Are you confused about which trading account to open? Learn the difference between a spread-only account and a raw pricing account, and Clear key concepts, explore pros & cons, and find out which is better & select the ideal one.

Table of Contents

Traders have many doubts before starting their journey, such as which instrument to trade and when to trade. With these questions, general questions like what trading accounts are and which account you should comes to traders’ minds.

Traders already have many things to manage, especially at the beginning stage. Being a reputable Beirman Capital, understand the complexity of selecting the ideal account type. 

So, in this blog, we will discuss the major account types and the difference between spread-only accounts and raw pricing accounts. It will help you in selecting the ideal one based on your strategy. 

Introduction to Trading Account

A trading account functions the same way a bank account does. The only difference is when you deposit money in a bank account, you will get interest.
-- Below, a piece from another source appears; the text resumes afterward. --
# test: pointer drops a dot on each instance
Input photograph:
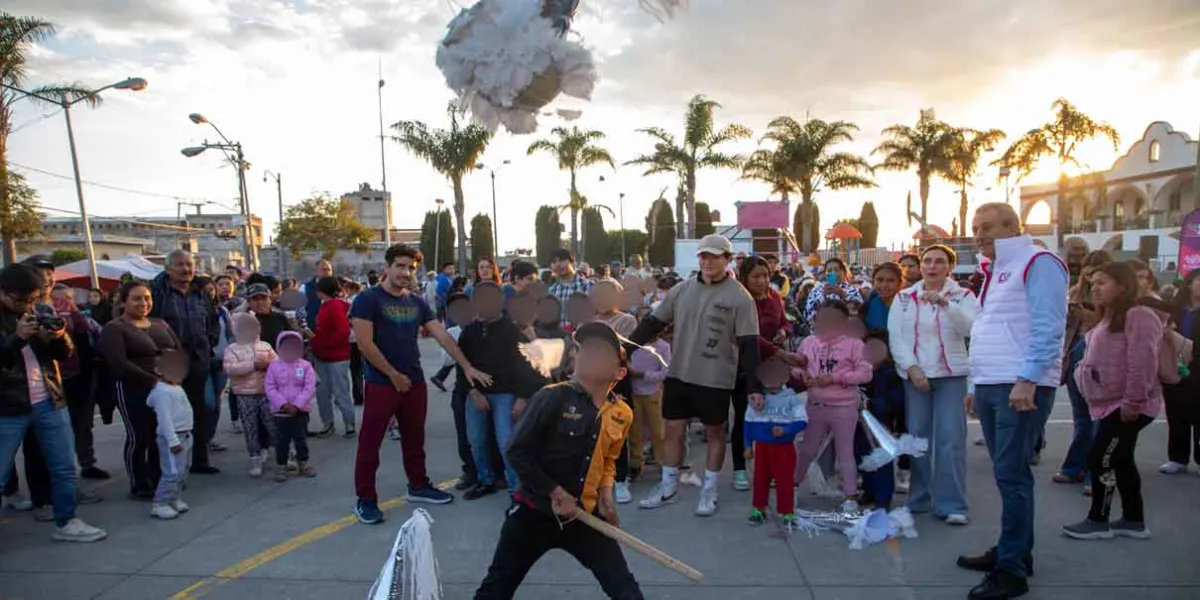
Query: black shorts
(683, 401)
Meanwhile, when you deposit your money in a trading account, you can buy or sell financial assets with the fund. With a trading account, there is no fixed interest here; a trader will either earn a profit or suffer a loss. 

In the financial market, there are two major types of accounts: standard (spread-only account) and raw spreads. Thus understanding spread is crucial. 

A spread is the difference between the ask (buying) price or bid (selling) price of a financial asset. It is a way for trading brokers make money through price differences. Let us take the example of EUR/USD; the bid price is 1.05299, and the ask price is 1.0531. In this case, the difference of 1.1 is spread and can also be defined as the broker’s earnings per unit. 

Before moving to the difference between spread-only accounts and raw pricing accounts. Let us understand their meaning and key features first:

Standard Trading Account or Commission-Free Account

The standard trading account is the most basic type of account for trading in forex, commodities, stock, indices, and other financial instruments. Generally, with standard trading accounts, brokers only earn through the spread and do not charge any commission. 

However, it depends from platform to platform. Some brokers may charge little or negligible commission on such accounts. You may have seen brokers’ claims of offering commission-free trading, and traders are generally attracted to such tactics. But in such cases, they are actually offering standard trading accounts and earning money in the form of spreads. Here are the key features of a standard account: 

Wide Spreads and Zero Commission:

Generally, brokers charge a specific percentage of commission on every trader. However, traders who don’t want to pay commission can go for standard trading accounts. Brokers depend entirely on currency spreads for earning. Thus, the spreads make a significant amount and are comparatively wider.

Beginner Friendly:

Standard accounts are more suitable for market beginners. As in the beginning, traders generally go for long-term strategies like swing trading or position trading. So the number of trades is comparatively less. In such cases, commission-free accounts are better.

Good Leverage:

Generally, broker platforms offer a decent leverage on standard accounts. So, traders can open large positions relative to their trade capital. At Beirman Capital, we offer a leverage of up to 1:1000 to standard account holders. 

Fast and Easy Order Execution:

Standard account, popularly known as a basic account with basic features. So, trade execution with such an account type is quite easy and simple. The trade execution speed is fast, and traders can trade without any delays.

For Traditional and Conservative Trading:

Generally, traders with a traditional trading approach go for standard accounts. These accounts offer decent market liquidity and low volatility, making them suitable for traders with conservative risk models.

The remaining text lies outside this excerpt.